In 2015, Cosby was accused of drugging and molesting Andrea Constand at his estate in 2004. Cosby was charged for the alleged attack days before the statute of limitations expired. The jury found Cosby guilty and sentenced him to serve three to ten years in a maximum-security prison. Cosby’s prosecution shocked the public because he was previously one of America’s most beloved dads. His conviction marked the first of many high profile #MeToo convictions.
Cosby’s release stems from prosecutorial misconduct. Former Montgomery County District Attorney, Bruce Castor, offered immunity to Cosby in exchange for his testimony in a civil case filed by Constand. Constand had slim chances of prevailing in the civil case unless Cosby testified. Once he obtained criminal immunity, Cosby admitted to using drugs on women and having a sexual relationship with Constand.
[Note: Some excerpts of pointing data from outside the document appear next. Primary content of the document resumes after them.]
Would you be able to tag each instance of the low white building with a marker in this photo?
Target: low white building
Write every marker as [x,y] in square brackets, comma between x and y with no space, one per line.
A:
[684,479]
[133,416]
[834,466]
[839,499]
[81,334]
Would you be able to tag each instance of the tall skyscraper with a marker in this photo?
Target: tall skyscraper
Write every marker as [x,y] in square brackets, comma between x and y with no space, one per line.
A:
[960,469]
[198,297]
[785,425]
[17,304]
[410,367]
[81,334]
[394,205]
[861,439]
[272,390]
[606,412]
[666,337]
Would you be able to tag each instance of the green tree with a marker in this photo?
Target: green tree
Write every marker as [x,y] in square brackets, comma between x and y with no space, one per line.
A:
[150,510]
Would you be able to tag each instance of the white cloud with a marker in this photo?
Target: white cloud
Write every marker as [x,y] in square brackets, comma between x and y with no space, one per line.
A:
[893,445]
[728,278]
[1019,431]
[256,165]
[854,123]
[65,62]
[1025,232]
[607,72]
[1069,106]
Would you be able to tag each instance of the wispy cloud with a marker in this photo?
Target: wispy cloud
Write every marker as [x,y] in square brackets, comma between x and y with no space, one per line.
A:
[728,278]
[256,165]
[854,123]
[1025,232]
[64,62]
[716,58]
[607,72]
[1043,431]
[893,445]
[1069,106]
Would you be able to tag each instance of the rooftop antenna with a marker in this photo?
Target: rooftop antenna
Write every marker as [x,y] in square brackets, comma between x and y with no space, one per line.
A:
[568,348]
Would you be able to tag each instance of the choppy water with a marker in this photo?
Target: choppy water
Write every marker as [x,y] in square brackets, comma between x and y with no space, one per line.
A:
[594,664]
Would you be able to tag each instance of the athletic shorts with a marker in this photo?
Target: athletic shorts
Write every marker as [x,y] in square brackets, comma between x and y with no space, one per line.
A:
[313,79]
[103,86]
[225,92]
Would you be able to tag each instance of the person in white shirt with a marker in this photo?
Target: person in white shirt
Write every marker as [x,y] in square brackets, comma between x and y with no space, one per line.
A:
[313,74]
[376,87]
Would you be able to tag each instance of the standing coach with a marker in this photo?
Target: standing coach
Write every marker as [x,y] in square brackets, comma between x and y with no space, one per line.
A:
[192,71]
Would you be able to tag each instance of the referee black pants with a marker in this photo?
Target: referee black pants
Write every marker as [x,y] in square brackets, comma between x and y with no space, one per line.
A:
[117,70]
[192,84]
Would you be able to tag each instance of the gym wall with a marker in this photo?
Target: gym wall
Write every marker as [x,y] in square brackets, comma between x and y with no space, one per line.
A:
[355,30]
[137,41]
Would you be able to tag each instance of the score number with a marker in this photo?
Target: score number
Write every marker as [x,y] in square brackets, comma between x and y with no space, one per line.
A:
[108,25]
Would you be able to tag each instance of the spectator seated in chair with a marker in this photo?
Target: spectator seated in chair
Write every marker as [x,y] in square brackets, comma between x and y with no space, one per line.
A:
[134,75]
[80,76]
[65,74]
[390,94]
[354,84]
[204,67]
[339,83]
Kevin Steele, a successor of Castor, brought charges against Cosby in violation of the prior immunity agreement involving Constand’s allegations. Steele used Cosby’s prior civil testimony in the 2018 criminal trial. After considering this sequence of events, the Pennsylvania Supreme Court ruled that Cosby’s testimony in the civil case should not have been used to prosecute him. This violated Cosby’s Fifth Amendment right not to incriminate himself, thus paving the way for overturning his conviction.
Implications of the Ruling
The public expressed shock about the overturned decision. However, legal experts agree that given their unique position in the criminal justice system, prosecutors must be bound by their agreements. Kevin Steele’s actions in violating Cosby’s immunity agreement violated the maxim that a deal is a deal.